The following images show the distribution/unmodified probability, followed by the modified probability, for bin 712.

In all of these images, we see emergence of bins with exceptionally small unmodified probabilities to represent substantial combined probabilities after modification. So, we see not just positive effects on diversity at the widest scale, we also see positive effects at a moderate scale, while the logic is implemented on the finest scale.

Our preferred selection logic maps both the cycle hash and the IP addresses to linear decimal values in the [0.0 - 1.0] range. It then collapses the linear IP address space to impose a maximum interval between addresses, maps the cycle hash value to the collapsed space, and finds the closest IP address in this space to the mapped hash value.

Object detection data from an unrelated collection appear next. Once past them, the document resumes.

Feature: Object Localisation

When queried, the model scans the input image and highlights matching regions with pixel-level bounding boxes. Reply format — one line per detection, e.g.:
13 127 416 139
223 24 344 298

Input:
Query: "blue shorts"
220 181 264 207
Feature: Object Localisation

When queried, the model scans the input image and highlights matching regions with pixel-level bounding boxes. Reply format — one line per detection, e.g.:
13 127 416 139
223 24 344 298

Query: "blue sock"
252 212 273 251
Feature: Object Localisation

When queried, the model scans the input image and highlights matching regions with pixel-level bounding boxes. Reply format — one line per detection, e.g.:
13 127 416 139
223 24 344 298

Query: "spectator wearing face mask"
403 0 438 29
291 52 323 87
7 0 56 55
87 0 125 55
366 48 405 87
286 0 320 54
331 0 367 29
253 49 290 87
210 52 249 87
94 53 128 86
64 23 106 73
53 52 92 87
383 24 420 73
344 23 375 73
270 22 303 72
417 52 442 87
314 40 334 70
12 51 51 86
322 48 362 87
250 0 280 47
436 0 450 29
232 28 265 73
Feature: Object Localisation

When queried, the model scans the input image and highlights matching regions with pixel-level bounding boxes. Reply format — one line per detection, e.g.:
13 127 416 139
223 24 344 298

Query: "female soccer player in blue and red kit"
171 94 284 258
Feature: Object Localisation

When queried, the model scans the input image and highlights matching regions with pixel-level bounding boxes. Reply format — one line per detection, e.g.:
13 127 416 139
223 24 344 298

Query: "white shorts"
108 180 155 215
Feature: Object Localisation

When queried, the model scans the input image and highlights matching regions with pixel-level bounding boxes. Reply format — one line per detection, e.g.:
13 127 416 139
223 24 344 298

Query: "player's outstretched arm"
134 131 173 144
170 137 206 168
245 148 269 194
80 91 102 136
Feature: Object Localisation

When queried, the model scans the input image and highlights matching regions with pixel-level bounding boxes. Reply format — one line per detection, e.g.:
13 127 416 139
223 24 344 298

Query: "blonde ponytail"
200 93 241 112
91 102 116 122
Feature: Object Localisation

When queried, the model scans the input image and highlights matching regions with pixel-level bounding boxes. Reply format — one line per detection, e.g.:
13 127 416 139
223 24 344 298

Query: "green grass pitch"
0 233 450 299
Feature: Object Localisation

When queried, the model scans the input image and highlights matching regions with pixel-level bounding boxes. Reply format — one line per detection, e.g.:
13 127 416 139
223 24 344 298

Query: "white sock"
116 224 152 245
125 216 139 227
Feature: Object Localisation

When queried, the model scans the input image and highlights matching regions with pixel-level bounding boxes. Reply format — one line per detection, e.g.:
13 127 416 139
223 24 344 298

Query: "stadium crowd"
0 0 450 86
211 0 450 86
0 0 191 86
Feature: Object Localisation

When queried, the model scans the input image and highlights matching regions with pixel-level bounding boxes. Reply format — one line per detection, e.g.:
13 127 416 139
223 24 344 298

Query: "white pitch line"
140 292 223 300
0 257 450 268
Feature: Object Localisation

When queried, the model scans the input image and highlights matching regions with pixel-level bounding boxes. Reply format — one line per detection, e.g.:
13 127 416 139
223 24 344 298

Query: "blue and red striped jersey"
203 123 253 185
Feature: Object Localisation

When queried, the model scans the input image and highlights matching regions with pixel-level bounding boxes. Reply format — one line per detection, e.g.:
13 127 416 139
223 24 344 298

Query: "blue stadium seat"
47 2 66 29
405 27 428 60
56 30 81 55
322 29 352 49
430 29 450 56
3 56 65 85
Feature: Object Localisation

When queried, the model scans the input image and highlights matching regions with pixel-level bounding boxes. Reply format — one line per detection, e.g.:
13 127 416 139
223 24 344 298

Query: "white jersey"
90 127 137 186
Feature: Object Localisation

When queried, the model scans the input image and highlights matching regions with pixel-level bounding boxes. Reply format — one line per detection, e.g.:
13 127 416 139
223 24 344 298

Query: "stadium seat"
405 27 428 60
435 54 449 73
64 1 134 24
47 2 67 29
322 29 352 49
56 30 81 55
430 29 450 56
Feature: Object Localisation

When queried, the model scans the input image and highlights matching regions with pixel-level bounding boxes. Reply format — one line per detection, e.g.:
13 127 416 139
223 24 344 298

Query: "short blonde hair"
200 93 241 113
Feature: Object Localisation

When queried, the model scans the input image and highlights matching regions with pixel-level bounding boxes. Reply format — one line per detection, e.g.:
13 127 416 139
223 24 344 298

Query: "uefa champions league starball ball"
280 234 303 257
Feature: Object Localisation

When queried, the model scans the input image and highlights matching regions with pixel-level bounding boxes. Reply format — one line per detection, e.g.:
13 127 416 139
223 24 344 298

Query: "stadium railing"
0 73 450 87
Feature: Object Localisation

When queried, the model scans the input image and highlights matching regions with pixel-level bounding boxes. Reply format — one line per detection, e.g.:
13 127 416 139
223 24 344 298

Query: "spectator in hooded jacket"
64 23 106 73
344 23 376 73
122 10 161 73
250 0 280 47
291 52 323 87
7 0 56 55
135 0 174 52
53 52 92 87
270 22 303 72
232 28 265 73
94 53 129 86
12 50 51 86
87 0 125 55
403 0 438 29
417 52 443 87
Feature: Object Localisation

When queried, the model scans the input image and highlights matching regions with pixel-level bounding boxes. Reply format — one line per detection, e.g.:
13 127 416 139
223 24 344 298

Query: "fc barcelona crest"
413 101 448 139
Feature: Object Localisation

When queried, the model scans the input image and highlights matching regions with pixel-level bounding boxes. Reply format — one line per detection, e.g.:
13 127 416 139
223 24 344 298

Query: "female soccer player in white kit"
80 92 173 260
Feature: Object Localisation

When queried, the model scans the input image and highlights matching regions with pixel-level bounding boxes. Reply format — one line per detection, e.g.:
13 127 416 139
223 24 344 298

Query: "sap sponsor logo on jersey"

This logic is especially desirable because it is easy to understand and visualize, and it also provides much more freedom in adjusting maximumIpValueInterval. In the current logic, increasing maximumIpValueInterval increases computational burden. In the preferred logic, the value of maximumIpValueInterval does not affect computational burden.

This current logic is a modification of the preferred concept that is less vulnerable to vote scattering due to information differences among verifiers. In the preferred logic, stacking of the collapsed space results in a single information difference affecting the positions of all subsequent verifiers in the space.

Our preferred logic will be implemented when/if information regarding the out-of-cycle verifier pool is stored on the blockchain and fully consistent among all verifiers.